A necessary aspect is the hype associated with the plan. What began to be called ‘the train scheme’ turned magical once they knew what ‘Palace on wheels’ was all about. Brand it; give it a catchy name, and see that the team’s adrenaline levels are kept pumped up by regular updates and standings. It can become a sort of Sports league in its intensity, without costing too much.”
With times getting tougher the need to work in a sensible sales incentive plan is very necessary. The more we can work out an exciting promotion, the greater is the feeling that the management cares enough. Within that lies the seed of true motivation. Sales incentives must be a part of the larger scheme of making sure that all motivation is essentially to make the sales person come out a winner. Not just lubrication to meeting targets. Once this is in line there are so many rewards of a well clicking sales promotion.

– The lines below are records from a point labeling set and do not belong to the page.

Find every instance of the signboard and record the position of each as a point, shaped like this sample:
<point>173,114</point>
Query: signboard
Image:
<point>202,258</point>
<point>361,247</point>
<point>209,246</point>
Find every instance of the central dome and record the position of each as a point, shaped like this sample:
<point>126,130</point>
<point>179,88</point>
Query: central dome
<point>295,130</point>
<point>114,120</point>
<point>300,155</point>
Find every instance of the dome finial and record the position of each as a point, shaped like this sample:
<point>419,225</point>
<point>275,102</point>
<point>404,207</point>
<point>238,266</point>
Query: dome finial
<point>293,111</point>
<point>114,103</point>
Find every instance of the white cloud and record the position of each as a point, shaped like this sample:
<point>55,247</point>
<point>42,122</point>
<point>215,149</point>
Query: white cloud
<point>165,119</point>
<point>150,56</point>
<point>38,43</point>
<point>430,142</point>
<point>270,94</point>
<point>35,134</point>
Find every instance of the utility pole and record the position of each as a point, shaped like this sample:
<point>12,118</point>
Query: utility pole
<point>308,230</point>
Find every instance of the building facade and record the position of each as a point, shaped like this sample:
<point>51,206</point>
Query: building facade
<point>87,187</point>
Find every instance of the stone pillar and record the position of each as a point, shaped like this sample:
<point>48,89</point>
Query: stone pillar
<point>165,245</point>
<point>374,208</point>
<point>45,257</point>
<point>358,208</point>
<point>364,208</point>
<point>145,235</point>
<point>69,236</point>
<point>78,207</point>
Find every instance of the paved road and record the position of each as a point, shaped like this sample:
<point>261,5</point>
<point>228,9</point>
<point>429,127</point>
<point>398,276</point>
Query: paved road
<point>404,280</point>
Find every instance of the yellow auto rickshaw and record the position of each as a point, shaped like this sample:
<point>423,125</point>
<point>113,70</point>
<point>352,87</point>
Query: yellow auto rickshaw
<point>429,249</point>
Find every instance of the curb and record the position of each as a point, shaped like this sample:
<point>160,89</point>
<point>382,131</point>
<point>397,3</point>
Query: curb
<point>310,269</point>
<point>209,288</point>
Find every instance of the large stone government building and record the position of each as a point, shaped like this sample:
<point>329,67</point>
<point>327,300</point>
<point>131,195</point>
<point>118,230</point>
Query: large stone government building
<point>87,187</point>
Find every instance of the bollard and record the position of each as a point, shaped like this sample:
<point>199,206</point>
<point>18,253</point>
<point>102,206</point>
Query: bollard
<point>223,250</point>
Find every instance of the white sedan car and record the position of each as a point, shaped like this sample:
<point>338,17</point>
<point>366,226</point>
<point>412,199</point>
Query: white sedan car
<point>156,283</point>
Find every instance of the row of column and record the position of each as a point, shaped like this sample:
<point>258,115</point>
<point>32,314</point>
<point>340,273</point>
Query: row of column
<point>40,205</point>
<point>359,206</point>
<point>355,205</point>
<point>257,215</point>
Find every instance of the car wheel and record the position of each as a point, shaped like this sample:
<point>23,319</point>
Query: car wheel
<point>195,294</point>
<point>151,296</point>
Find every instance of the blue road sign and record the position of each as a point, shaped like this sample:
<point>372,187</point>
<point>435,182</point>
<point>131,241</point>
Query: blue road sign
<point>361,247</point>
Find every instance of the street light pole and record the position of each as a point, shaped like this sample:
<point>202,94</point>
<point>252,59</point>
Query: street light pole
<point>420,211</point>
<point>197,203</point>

Just like the Asian paints Palace on Wheels gave unique experiences and had an unbelievable impact on sales, So did the Pune getaway. Years ago, well before Capt. Gopinath introduced the concept of ‘Simplify” travel by plane was akin to a ride to outer space. At least for a beat salesman who won this unbelievable Pune getaway with his new bride…but getting there was to be by plane. No one in their extended family had ever travelled by air. Bombay –Pune flights were very early in the morning and relatives started coming to their Girgaum residence by 3.30 in the morning to partake in the Puja and to bid farewell to the couple at the Santa Cruz airport. A whole contingent left for the airport. It was only a 40 minutes flight and a weekend in Pune.
The memory untarnished, even today. Sales incentives plans that work should be memorable.